07/12/2011
Durban, Sudafrica
Dopo dieci giorni di negoziato, entra nel vivo la Conferenza sui cambiamenti climatici, la Cop 17, sigla che sta per diciassettesima Conferenza degli Stati che hanno aderito alla Convenzione sul clima, Conference of parties. Tocca alla politica. Qui, a Durban, nella Repubblica del Sud Africa, gli "sherpa", ovvero i diplomatici esperti nell'arte di negoziazione, lasciano il campo ai loro rispettivi Ministri che devono tentare in extremis di recuperare un risultato che sembra lontanissimo. Le riunioni preparatorie così come il rush finale delle trattative fatte fin qui, infatti, hanno confermato lo stallo ormai evidente nella attuazione della Convenzione e del Protocollo di Kyoto.

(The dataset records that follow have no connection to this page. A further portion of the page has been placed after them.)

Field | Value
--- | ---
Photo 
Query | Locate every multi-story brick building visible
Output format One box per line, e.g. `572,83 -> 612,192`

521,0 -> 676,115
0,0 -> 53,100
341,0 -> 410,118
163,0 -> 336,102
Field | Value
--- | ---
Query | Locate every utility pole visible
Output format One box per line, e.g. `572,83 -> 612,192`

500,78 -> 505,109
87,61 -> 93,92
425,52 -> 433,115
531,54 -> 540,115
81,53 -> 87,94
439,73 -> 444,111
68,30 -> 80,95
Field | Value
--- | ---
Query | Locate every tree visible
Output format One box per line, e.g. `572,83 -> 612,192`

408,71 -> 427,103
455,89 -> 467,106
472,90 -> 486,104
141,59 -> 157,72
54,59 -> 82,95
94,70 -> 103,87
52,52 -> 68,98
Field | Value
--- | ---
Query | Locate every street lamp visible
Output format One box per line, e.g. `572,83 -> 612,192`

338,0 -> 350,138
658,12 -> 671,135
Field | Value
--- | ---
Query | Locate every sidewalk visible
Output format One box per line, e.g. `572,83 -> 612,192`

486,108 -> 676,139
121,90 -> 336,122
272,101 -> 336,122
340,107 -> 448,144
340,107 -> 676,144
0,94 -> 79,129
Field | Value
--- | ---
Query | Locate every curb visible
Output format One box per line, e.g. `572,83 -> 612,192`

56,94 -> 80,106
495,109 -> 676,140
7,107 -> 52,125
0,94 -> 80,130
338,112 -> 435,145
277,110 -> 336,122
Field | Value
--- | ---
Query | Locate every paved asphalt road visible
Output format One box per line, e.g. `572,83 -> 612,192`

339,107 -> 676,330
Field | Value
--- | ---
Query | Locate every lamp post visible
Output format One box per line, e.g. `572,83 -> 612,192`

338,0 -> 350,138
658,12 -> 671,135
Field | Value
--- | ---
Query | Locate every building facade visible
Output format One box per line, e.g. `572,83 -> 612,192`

Il Piano di Azione approvato a Bali nella Cop 13 del 2007 e l’Accordo di Cancun ottenuto lo scorso dicembre nel corso della Cop 16 sono ben lontani dall’aver prodotto i risultati sperati. Eppure, lo si sa da anni, la posta in gioco è altissima. Se in questi ultimi quattro giorni di Conferenza non si troverà un accordo per fissare obiettivi vincolanti alla scadenza, nel 2012, del Protocollo di Kyoto le sorti del nostro pianeta saranno messe a repentaglio. Il surriscaldamento della temperatura terrestre oltre i 2°C provocherà cataclismi e calamità ancor più frequenti di oggi; l’innalzamento del livello dei mari sommergerà molte delle piccole isole abitate del Pacifico; 250 milioni di persone nei prossimi trent’anni dovrà abbandonare le proprie terre andando ad incrementare il già enorme numero di rifugiati e di profughi; la biodiversità vegetale ed animale subirà un durissimo colpo.
"Ascoltate la gente, non chi inquina": un'immagine delle proteste svoltesi a Durban, in Sudafrica, durante la Conferenza sull'ambiente promossa dall'Onu.
E’ per ciò che nella mattinata di martedì 6 dicembre, a Durban, migliaia di esponenti delle numerose organizzazioni di società civile
presenti alla Conferenza hanno manifestato per le strade della città chiedendo
ai delegati dei 194 Governi partecipanti di ascoltare la voce disperata dei
miliardi di persone che sopportano le conseguenze drammatiche della loro
irresponsabilità e non soddisfare gli interessi di chi sta sfruttando le
risorse del pianeta incurante del suo destino e di quello delle prossime generazioni.
All’apertura dei lavori la Presidente della Conferenza, Maite Nkoana-Mashabane ministro per le Relazioni internazionali e la cooperazione del Governo
sudafricano, ha richiamato la necessità di “avere coraggio” per impedire che
quest’assise termini come e precedenti con un nulla di fatto che lascerebbe
mano libera ai grandi inquinatori di continuare a uccidere il pianeta. Un
invito che senza dubbio è primariamente indirizzato a Cina e Usa che ancora ad
oggi non hanno modificato le loro posizioni precludendo le possibilità di
progredire nei negoziati. Ciò che occorre per fermare i cambiamenti climatici,
come stabilito dalla Unfcc (United Nation Framework Convention on Climate
Changes), sono misure draconiane: la riduzione delle emissioni di CO2 del
30% entro il 2030 e del 80% entro il 2050, rispetto ai livelli del 1990; lo
stanziamento di 100 miliardi di dollari per le misure di adattamento dei Paesi
poveri; un piano di azione vincolante per tutti i Paesi basato sul criterio di
“chi più inquina, più contribuisce”.
Ad oggi, viste le posizioni inconciliabili
dei grandi Paesi inquinatori, la speranza è che la Conferenza chiuda i
battenti almeno avendo approvato una proroga sino al 2015 del Protocollo di
Kyoto e definito i percorso da seguire per adottare nel più breve tempo
possibile un nuovo Protocollo e relativo Piano di Azione. Obiettivo
difficilissimo, ma ultimo appiglio cui aggrapparsi per impedire l’ennesimo
fallimento dei negoziati con le inevitabili conseguenze che ne deriverebbero.
Ogni giorno perso, infatti, non fa che accrescere il problema e togliere
speranza ai poveri che più di tutti pagano il prezzo dell’egoismo e del cinismo
di ancora si arricchisce sulle loro spalle.